Lebih lanjut, Abdul menilai, sikap Kejagung yang tetap bersikukuh menangani perkara korupsi Jaksa Pinangki justru akan berdampak pada kredibilitas Korps Adhyaksa itu sendiri.

"Dengan kejaksaan tidak mau menyerahkan kepada KPK, maka jelas kejaksaan telah mempermalukan dirinya bahwa memang pada Korps Kejaksaan ada hal-hal yang tidak beres yang tidak boleh diketahui dan diluruskan oleh pihak lain," katanya.

Guru Besar Hukum Pidana Universitas Islam Indonesia (UII) Mudzakir menilai, polemik penanganan Jaksa Pinangki tak terlepas dari sejarah dan perkembangan KPK. Dia mengatakan, KPK sebelumnya merupakan lembaga superbody yang hanya mengambil alih atau menangani perkara limpahan dari kepolisian dan kejaksaan.

Namun setelah KPK menerima laporan perkara dan melakukan penyelidikan hingga penyidikan sendiri, maka lembaga tersebut tak lagi superbody. Kondisi ini pula yang menjadi cikal bakal amandemen UU KPK hingga lahirnya Dewan Pengawas (Dewas) KPK

"Karena KPK juga objek pengawasan oleh aparat penegak hukum yang lain polisi dan jaksa. Ketika dia sudah tidak superbodi lagi, KPK itu ya sebagai objek pengawasan," kata Mudzakir kepada Liputan6.com, Rabu (2/9/2020). 
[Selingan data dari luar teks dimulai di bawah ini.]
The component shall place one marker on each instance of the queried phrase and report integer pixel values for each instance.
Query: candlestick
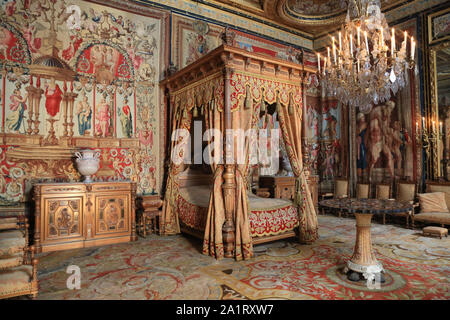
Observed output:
(318, 60)
(351, 45)
(359, 31)
(367, 43)
(393, 42)
(334, 50)
(381, 39)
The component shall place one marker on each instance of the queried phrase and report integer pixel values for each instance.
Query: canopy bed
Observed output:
(228, 89)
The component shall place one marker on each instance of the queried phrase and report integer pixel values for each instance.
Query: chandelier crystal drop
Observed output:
(366, 63)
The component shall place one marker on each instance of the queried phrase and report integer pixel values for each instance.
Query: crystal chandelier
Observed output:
(363, 65)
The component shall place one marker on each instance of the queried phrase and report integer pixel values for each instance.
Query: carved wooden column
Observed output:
(90, 214)
(229, 186)
(37, 218)
(37, 101)
(363, 259)
(65, 103)
(31, 93)
(133, 236)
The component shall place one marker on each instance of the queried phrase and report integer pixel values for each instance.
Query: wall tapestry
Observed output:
(80, 75)
(385, 147)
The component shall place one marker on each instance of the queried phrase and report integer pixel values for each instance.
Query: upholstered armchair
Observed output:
(383, 191)
(442, 218)
(341, 190)
(406, 191)
(363, 190)
(18, 266)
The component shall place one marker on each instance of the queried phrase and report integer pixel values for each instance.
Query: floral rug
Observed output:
(173, 267)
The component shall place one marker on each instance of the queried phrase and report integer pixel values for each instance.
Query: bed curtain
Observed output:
(290, 123)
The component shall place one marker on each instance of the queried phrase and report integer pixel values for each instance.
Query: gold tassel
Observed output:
(248, 99)
(263, 105)
(290, 108)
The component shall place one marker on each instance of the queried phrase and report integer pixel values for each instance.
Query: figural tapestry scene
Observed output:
(224, 150)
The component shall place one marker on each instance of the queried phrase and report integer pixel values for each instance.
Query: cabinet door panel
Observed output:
(112, 214)
(63, 218)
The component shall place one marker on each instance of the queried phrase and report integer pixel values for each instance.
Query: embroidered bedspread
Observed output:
(268, 216)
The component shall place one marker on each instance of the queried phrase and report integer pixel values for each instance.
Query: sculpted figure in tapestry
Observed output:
(17, 107)
(53, 95)
(84, 115)
(361, 141)
(126, 120)
(103, 117)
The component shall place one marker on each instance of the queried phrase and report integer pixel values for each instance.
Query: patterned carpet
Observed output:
(417, 267)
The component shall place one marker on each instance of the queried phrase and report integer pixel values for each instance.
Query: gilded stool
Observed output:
(435, 231)
(148, 219)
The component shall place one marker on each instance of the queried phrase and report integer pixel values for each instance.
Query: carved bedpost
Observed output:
(229, 186)
(133, 212)
(37, 219)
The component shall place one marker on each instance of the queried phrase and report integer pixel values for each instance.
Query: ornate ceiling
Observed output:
(312, 17)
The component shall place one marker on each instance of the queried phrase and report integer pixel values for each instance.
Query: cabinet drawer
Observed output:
(112, 214)
(63, 218)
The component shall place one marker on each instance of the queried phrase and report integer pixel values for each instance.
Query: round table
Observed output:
(363, 260)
Seiring kewenangan KPK yang hampir sama dengan kepolisian dan kejaksaan, maka lahirlah nota kesepahaman (MoU) antar-tiga lembaga penegak hukum tersebut. MoU mengatur sinergitas penegakan hukum hingga penanganan kasus korupsi yang melibatkan personel ketiga lembaga tersebut.

Artinya, ketika korupsi ditangani kejaksaan, maka kepolisian dan KPK tidak boleh ikut campur. Begitu juga sebaliknya. Ini yang sekarang menimbulkan polemik. Karena berdasarkan MoU, penyalahgunaan wewenang yang melibatkan polisi atau jaksa, maka akan ditangani oleh lembaganya masing-masing.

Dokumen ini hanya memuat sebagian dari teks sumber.